Pork Floss Cake Roll recipe

12. Two egg rolls were baked with this amount. This is the first one (40L oven pan), which is quite thin; the other uses a smaller square plate, which is thicker

Pork Floss Cake Roll recipe

13. After baking, let it cool down

Pork Floss Cake Roll recipe

14. After cooling slightly, tear off the oil paper

Pork Floss Cake Roll recipe

15. The cake roll is divided into two, face up, roll separately, so that the roll is not too thick

Pork Floss Cake Roll recipe

16. First spread a layer of salad dressing

Pork Floss Cake Roll recipe

17. Sprinkle with pork floss

Pork Floss Cake Roll recipe

18. Roll up from the long side after cutting, lift up the cushioned oil paper, and slowly roll up and inward

Pork Floss Cake Roll recipe

19. If the cake slices are not dry or thick, they will roll well and will not crack at all. This is the effect of opening the oil paper right after the roll is finished.

Pork Floss Cake Roll recipe

20. There is no crack on the sides

Pork Floss Cake Roll recipe

21. Finally, wrap it tightly with greased paper or plastic wrap. The one on the left is slightly thicker and the other one is baked. It is thicker, not easy to roll, and a bit cracked, so a layer of plastic wrap is added to the greased paper.

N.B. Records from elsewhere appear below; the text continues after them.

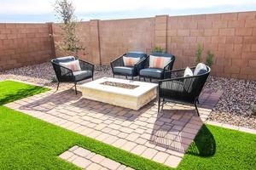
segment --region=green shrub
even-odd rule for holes
[[[153,53],[165,53],[165,49],[160,46],[155,46],[153,49]]]
[[[252,105],[253,114],[256,116],[256,104]]]
[[[208,50],[207,55],[206,65],[208,65],[209,67],[211,67],[213,64],[213,57],[214,57],[214,54],[210,50]]]
[[[202,54],[202,47],[201,45],[199,43],[197,45],[197,49],[195,52],[195,63],[201,63],[201,54]]]

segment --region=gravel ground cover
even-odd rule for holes
[[[1,71],[0,80],[16,79],[46,87],[55,87],[55,83],[53,82],[54,75],[51,64],[47,62]],[[96,66],[95,78],[102,76],[112,76],[109,66]],[[256,128],[256,116],[251,109],[252,104],[256,102],[256,81],[210,76],[205,87],[224,91],[209,120]]]

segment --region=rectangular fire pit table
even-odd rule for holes
[[[139,110],[156,97],[157,84],[102,77],[79,86],[83,97]]]

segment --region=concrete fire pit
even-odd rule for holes
[[[132,110],[139,110],[156,97],[157,84],[102,77],[79,86],[83,97]]]

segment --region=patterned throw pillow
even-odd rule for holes
[[[69,68],[73,72],[81,71],[81,67],[80,67],[79,60],[76,60],[74,61],[66,62],[66,63],[60,63],[60,65],[62,65],[63,66]]]
[[[125,57],[123,56],[125,66],[134,66],[139,60],[139,57]]]
[[[149,67],[164,69],[165,66],[171,62],[170,57],[158,57],[154,55],[149,55]]]

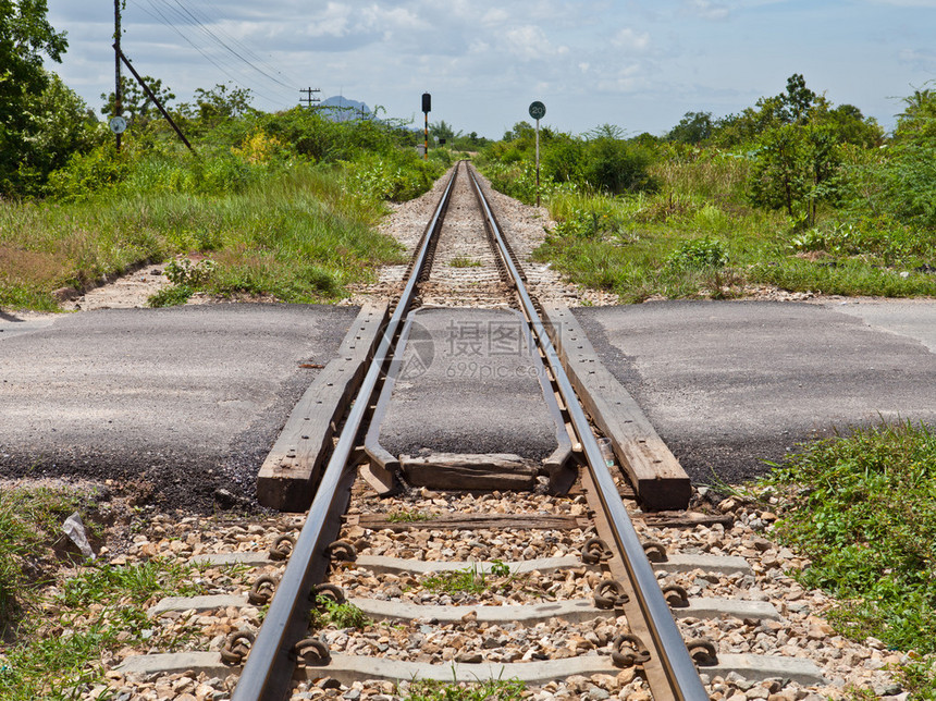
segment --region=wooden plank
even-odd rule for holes
[[[692,495],[689,476],[630,393],[601,362],[572,312],[562,305],[545,305],[543,316],[582,406],[611,439],[643,507],[686,508]]]
[[[529,490],[540,471],[534,460],[506,453],[401,455],[399,468],[414,487],[464,490]]]
[[[387,303],[361,307],[336,356],[316,376],[290,414],[257,475],[257,501],[284,512],[304,512],[331,453],[334,425],[364,380],[386,319]]]
[[[579,516],[555,516],[552,514],[433,514],[419,521],[391,521],[383,514],[361,514],[356,525],[371,530],[571,530],[586,529],[591,525]]]

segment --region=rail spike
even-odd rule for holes
[[[235,630],[224,640],[221,649],[221,661],[224,664],[241,664],[250,654],[254,644],[254,634],[249,630]]]
[[[353,563],[357,559],[357,549],[346,540],[336,540],[325,551],[333,562]]]
[[[288,559],[290,555],[293,554],[293,546],[295,544],[296,539],[292,536],[280,536],[270,546],[270,559],[275,559],[278,562]]]
[[[689,592],[679,585],[666,585],[663,595],[666,597],[666,603],[674,608],[686,608],[689,605]]]
[[[582,548],[582,562],[586,565],[598,565],[614,557],[614,553],[601,538],[591,538]]]
[[[700,666],[718,664],[718,652],[715,649],[715,643],[707,638],[688,640],[686,641],[686,649],[695,664]]]
[[[616,667],[639,667],[650,662],[650,651],[640,638],[625,632],[614,639],[611,661]]]
[[[280,580],[272,575],[260,575],[250,588],[247,601],[255,606],[262,606],[273,597],[273,591],[275,591],[279,583]]]
[[[336,604],[343,604],[347,601],[345,592],[341,587],[328,582],[312,587],[310,599],[319,608],[324,606],[327,601],[333,601]]]
[[[666,545],[656,540],[649,540],[645,543],[642,543],[643,553],[646,555],[646,559],[652,563],[665,563],[666,562]]]
[[[616,579],[603,579],[594,591],[594,605],[596,608],[620,608],[630,601],[630,597]]]
[[[299,640],[293,647],[293,655],[295,655],[297,664],[307,667],[321,667],[332,661],[332,653],[329,652],[329,647],[318,638]]]

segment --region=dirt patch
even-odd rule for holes
[[[165,263],[144,266],[113,282],[87,291],[81,297],[63,302],[62,309],[90,311],[146,307],[152,295],[171,284],[165,276]]]

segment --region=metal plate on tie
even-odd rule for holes
[[[112,116],[108,121],[108,126],[114,134],[123,134],[126,132],[126,120],[122,116]]]

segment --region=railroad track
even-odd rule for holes
[[[453,208],[477,208],[479,214],[446,226]],[[697,664],[706,679],[738,668],[758,678],[820,678],[808,665],[758,667],[744,655],[719,655],[712,641],[683,638],[677,618],[689,622],[682,630],[693,630],[706,617],[755,626],[779,615],[763,602],[690,600],[677,583],[691,585],[702,570],[721,573],[716,581],[749,575],[742,558],[681,557],[638,536],[621,500],[623,476],[609,469],[608,452],[467,163],[454,169],[401,287],[374,334],[370,362],[348,385],[359,385],[356,398],[340,403],[349,406],[346,415],[325,421],[331,426],[315,440],[303,425],[309,417],[298,417],[303,428],[287,436],[333,446],[327,464],[310,460],[304,479],[317,484],[313,496],[309,488],[301,528],[284,533],[268,553],[201,556],[206,567],[256,568],[250,597],[169,600],[150,611],[157,618],[237,606],[248,612],[220,654],[189,653],[176,667],[237,675],[234,701],[313,698],[309,690],[317,685],[350,687],[346,698],[360,698],[361,690],[392,698],[396,680],[414,678],[517,678],[543,698],[556,679],[571,679],[570,688],[586,698],[627,692],[701,700],[709,692]],[[381,389],[396,377],[397,345],[420,305],[506,307],[525,319],[572,448],[554,471],[534,475],[535,489],[416,489],[401,477],[399,465],[374,467],[373,448],[366,451],[362,440],[374,408],[380,413]],[[345,350],[348,362],[364,352]],[[274,446],[271,469],[292,477],[301,452]],[[300,491],[278,489],[283,500]],[[648,531],[643,516],[641,530]],[[125,662],[123,671],[172,668],[172,661],[158,657]]]

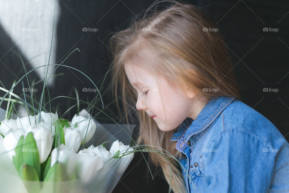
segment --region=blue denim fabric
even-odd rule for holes
[[[211,100],[195,120],[183,122],[171,141],[183,153],[189,192],[289,192],[289,144],[236,98]]]

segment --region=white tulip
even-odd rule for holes
[[[44,121],[52,125],[55,124],[55,122],[58,119],[57,112],[54,114],[52,112],[45,112],[44,111],[41,111],[41,114]]]
[[[113,155],[114,155],[114,153],[116,153],[119,150],[119,154],[118,155],[118,157],[120,157],[124,154],[127,154],[128,153],[130,153],[130,152],[133,150],[133,149],[132,147],[129,147],[129,146],[128,145],[125,145],[121,141],[119,142],[118,140],[115,141],[111,145],[110,147],[110,148],[109,150],[109,151]],[[126,150],[129,149],[126,151]],[[123,156],[123,157],[133,157],[133,153],[131,153],[127,155],[126,155]]]
[[[40,163],[43,163],[47,159],[51,150],[53,143],[52,134],[47,128],[39,125],[28,128],[25,137],[30,132],[33,134],[33,137],[36,142]]]
[[[30,115],[29,116],[23,117],[21,118],[17,118],[17,128],[22,128],[26,130],[29,127],[34,127],[39,122],[39,116],[40,114],[33,116]],[[36,118],[36,123],[35,119]],[[42,117],[40,118],[40,122],[42,121]]]
[[[57,161],[65,163],[70,153],[75,154],[72,148],[69,148],[63,144],[61,144],[51,152],[51,162],[50,167],[52,167]]]
[[[88,182],[103,166],[103,163],[98,156],[82,153],[81,150],[80,152],[76,153],[73,148],[62,144],[51,152],[51,167],[57,161],[64,163],[69,176],[76,172],[82,181]],[[92,152],[90,153],[93,154]]]
[[[71,149],[73,149],[77,153],[81,143],[81,134],[78,127],[67,127],[65,129],[64,138],[65,145]]]
[[[38,126],[43,126],[51,132],[51,134],[53,137],[55,134],[55,125],[51,125],[50,124],[48,124],[45,121],[42,121],[36,125]]]
[[[81,142],[85,144],[89,141],[92,138],[93,134],[94,134],[96,128],[96,125],[93,119],[92,119],[90,120],[89,118],[86,118],[82,116],[77,116],[76,114],[71,120],[72,127],[74,127],[76,124],[76,127],[79,128],[81,133]]]
[[[5,119],[1,122],[0,133],[5,136],[10,129],[15,129],[17,128],[20,128],[17,126],[17,122],[16,120]]]
[[[15,148],[18,141],[21,136],[25,134],[25,130],[22,128],[10,129],[4,138],[3,143],[4,147],[6,151],[9,151],[8,154],[11,160],[12,157],[16,155]]]
[[[95,173],[103,167],[103,162],[101,158],[94,156],[93,151],[87,151],[85,149],[80,150],[77,154],[80,164],[78,174],[83,181],[87,182],[92,179]]]
[[[107,151],[101,145],[95,147],[93,145],[92,145],[87,149],[84,149],[80,150],[78,153],[80,154],[88,154],[105,158],[110,158],[113,156],[111,152]]]

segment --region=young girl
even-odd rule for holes
[[[137,115],[137,143],[179,160],[150,153],[175,193],[289,192],[289,144],[241,101],[217,28],[197,8],[172,2],[148,14],[153,4],[110,40],[112,88],[128,123]]]

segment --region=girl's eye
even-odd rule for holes
[[[144,88],[142,90],[142,91],[144,93],[144,94],[142,95],[147,95],[147,93],[148,92],[148,90],[146,88]]]

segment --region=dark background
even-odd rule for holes
[[[73,53],[64,64],[81,70],[99,88],[111,61],[108,46],[111,33],[125,29],[130,19],[141,10],[147,8],[154,1],[60,1],[61,15],[59,22],[56,24],[58,43],[57,52],[55,53],[60,59],[57,63],[63,61],[68,52],[78,48],[81,52]],[[289,141],[289,2],[228,0],[183,2],[204,7],[206,14],[215,21],[219,31],[226,37],[225,43],[228,46],[233,70],[240,87],[242,101],[269,119]],[[83,32],[82,28],[84,27],[97,28],[98,31],[96,33]],[[278,31],[277,33],[264,32],[264,27],[277,28]],[[1,27],[0,34],[0,58],[8,52],[1,59],[0,80],[7,88],[11,88],[12,83],[16,78],[13,74],[20,72],[22,76],[24,73],[23,70],[20,71],[22,68],[20,61],[12,52],[13,50],[17,51],[17,46],[8,52],[15,43]],[[27,70],[31,69],[27,59],[24,57],[23,59],[28,63]],[[84,76],[75,71],[73,73],[65,67],[57,69],[56,74],[60,73],[64,74],[56,77],[57,84],[49,88],[51,98],[68,96],[71,87],[74,86],[78,90],[80,98],[85,101],[87,97],[90,101],[92,100],[95,96],[94,93],[82,92],[83,88],[93,87],[92,84]],[[37,80],[40,79],[38,75],[33,73],[30,76],[30,80],[33,78]],[[111,95],[104,92],[110,80],[109,75],[103,85],[102,92],[101,92],[106,106],[112,100]],[[26,85],[25,81],[24,84]],[[42,84],[36,85],[36,87],[42,90]],[[19,86],[17,87],[19,89],[15,90],[16,93],[16,90],[21,90],[22,85]],[[278,91],[276,93],[264,92],[263,89],[265,88],[278,88]],[[41,92],[36,93],[36,96],[39,97]],[[0,95],[3,96],[3,93],[0,92]],[[73,94],[72,96],[75,97]],[[100,101],[97,103],[100,108]],[[51,102],[51,106],[57,106],[58,103],[58,114],[62,115],[68,106],[75,104],[75,102],[71,100],[69,102],[67,99],[59,98]],[[6,108],[5,104],[4,103],[0,107]],[[87,106],[81,105],[81,109]],[[52,111],[55,112],[55,110],[53,109]],[[66,118],[71,119],[76,110],[76,108],[73,109]],[[97,110],[94,110],[95,113],[98,112]],[[114,104],[110,105],[104,112],[117,122],[122,122]],[[98,117],[99,118],[97,120],[100,123],[112,123],[103,119],[107,117],[103,113],[99,114]],[[147,156],[146,153],[144,153]],[[153,180],[151,176],[146,178],[147,174],[149,173],[143,157],[141,154],[135,153],[113,192],[167,192],[168,186],[160,169],[151,167],[154,172]]]

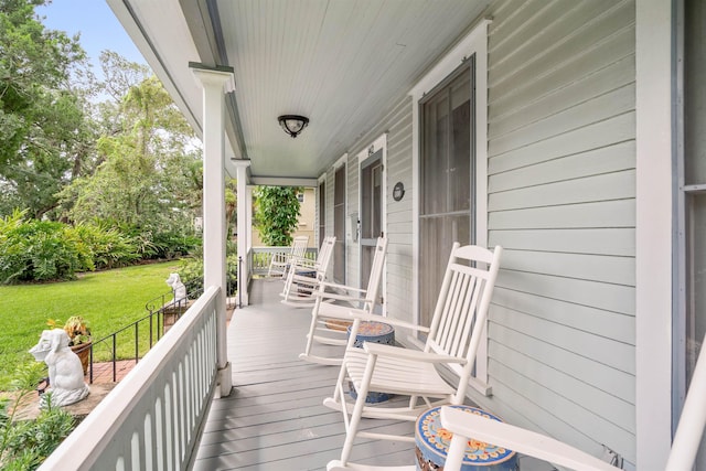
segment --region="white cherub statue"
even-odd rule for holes
[[[52,406],[67,406],[88,396],[81,360],[68,347],[68,334],[63,329],[42,331],[40,341],[30,353],[49,366]],[[40,406],[46,406],[45,395],[40,399]]]
[[[172,292],[174,293],[174,299],[171,302],[180,302],[186,300],[186,287],[183,282],[181,282],[181,277],[179,274],[170,274],[169,278],[167,278],[167,285],[170,286]]]

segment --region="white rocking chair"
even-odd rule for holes
[[[706,343],[706,338],[704,342]],[[702,346],[664,469],[692,471],[706,426],[704,398],[706,398],[706,347]],[[481,416],[463,414],[450,407],[441,408],[441,424],[453,433],[446,471],[461,469],[469,437],[573,470],[614,471],[619,469],[554,438]]]
[[[335,237],[330,236],[323,239],[315,261],[303,257],[292,257],[285,289],[280,293],[285,298],[282,303],[295,308],[307,308],[314,304],[313,292],[319,289],[319,283],[327,278],[334,246]]]
[[[489,250],[453,244],[430,328],[385,319],[385,323],[394,327],[426,332],[424,351],[370,342],[365,342],[363,349],[354,347],[361,320],[375,319],[370,314],[354,313],[333,397],[323,402],[325,406],[343,411],[346,436],[338,465],[347,465],[356,437],[414,441],[414,437],[359,430],[362,417],[414,421],[429,407],[464,402],[475,352],[485,329],[501,255],[500,246]],[[481,267],[483,264],[486,268]],[[438,365],[458,375],[454,384],[441,377]],[[357,395],[353,407],[346,404],[345,386],[349,382]],[[370,392],[409,396],[409,404],[406,407],[366,406]],[[418,404],[419,398],[424,399],[421,404]]]
[[[309,244],[309,236],[297,236],[291,243],[291,248],[288,254],[277,253],[272,254],[272,258],[269,260],[269,268],[267,269],[268,278],[285,278],[289,270],[289,264],[292,258],[303,258],[307,253],[307,245]]]
[[[313,342],[317,341],[325,345],[345,345],[347,343],[347,327],[353,323],[350,313],[351,309],[359,309],[366,314],[373,313],[379,281],[383,277],[386,250],[387,238],[378,237],[367,288],[360,289],[325,281],[319,285],[319,290],[313,293],[315,303],[311,310],[311,325],[307,334],[307,346],[304,353],[299,354],[301,360],[323,365],[341,364],[343,361],[342,354],[339,357],[312,355]]]

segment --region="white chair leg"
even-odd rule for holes
[[[313,345],[313,335],[317,331],[317,322],[318,317],[317,312],[319,312],[319,307],[321,304],[321,298],[317,298],[317,303],[314,304],[311,311],[311,325],[309,325],[309,334],[307,335],[307,346],[304,347],[304,356],[309,356],[311,354],[311,347]]]
[[[355,437],[357,436],[357,428],[361,425],[361,418],[363,417],[363,409],[365,408],[365,399],[367,398],[367,393],[370,389],[371,379],[373,377],[373,372],[375,371],[375,363],[377,362],[377,355],[370,355],[367,357],[367,364],[365,365],[365,373],[363,375],[363,382],[361,384],[361,389],[356,390],[357,397],[355,398],[355,406],[353,407],[353,413],[351,414],[351,424],[345,430],[345,442],[343,443],[343,450],[341,451],[341,462],[347,463],[349,458],[351,457],[351,450],[353,449],[353,443],[355,441]],[[343,415],[346,415],[345,404],[343,406]]]

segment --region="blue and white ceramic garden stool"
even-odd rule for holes
[[[351,327],[347,328],[349,335],[351,335]],[[355,335],[355,342],[353,346],[357,346],[359,349],[363,347],[364,342],[373,342],[373,343],[382,343],[385,345],[394,345],[395,344],[395,328],[384,322],[376,321],[363,321],[357,329],[357,334]],[[350,395],[352,398],[356,398],[357,394],[355,393],[355,388],[353,385],[350,387]],[[387,393],[375,393],[368,392],[365,397],[365,402],[368,404],[377,404],[383,403],[385,400],[389,400],[391,395]]]
[[[451,406],[468,414],[478,414],[500,420],[492,414],[470,406]],[[441,407],[422,413],[415,425],[417,470],[442,471],[453,433],[441,427]],[[462,471],[515,471],[517,454],[505,448],[470,439],[461,465]]]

Pork Floss Cake Roll recipe

22. Because there is salad dressing in it, let it stand for about an hour before it can be cut into pieces

Pork Floss Cake Roll recipe

23. Put salad dressing on both ends

Pork Floss Cake Roll recipe

24. Dip Pork Floss

Pork Floss Cake Roll recipe

25. Loading

Pork Floss Cake Roll recipe

26. Sweet but salty, fresh and fragrant

Pork Floss Cake Roll recipe

27. Egg rolls with no floss dipped in both ends are equally good

Pork Floss Cake Roll recipe

28. Pork floss is easy to fall off, wrap it with plastic wrap, pack it in a box and store it fresh in the refrigerator

Pork Floss Cake Roll recipe

Tips:

Many friends say that cake rolls are not easy to roll, personal experience, pay attention to two points, invincible:
1. Whip the egg whites: just hit it to wet foaming, that is, scoop up a little, and the sharp corners are curved; not to the extent of hard foaming, that is, the resistance to stir the egg white is great, and the sharp corners stand upright after scooping;
2. Baking time: Don't be too long, just bake until the egg rolls are just cooked. At this time, the egg rolls are very moist and even stick to the drying rack after being inverted. The color is quite yellow and tender.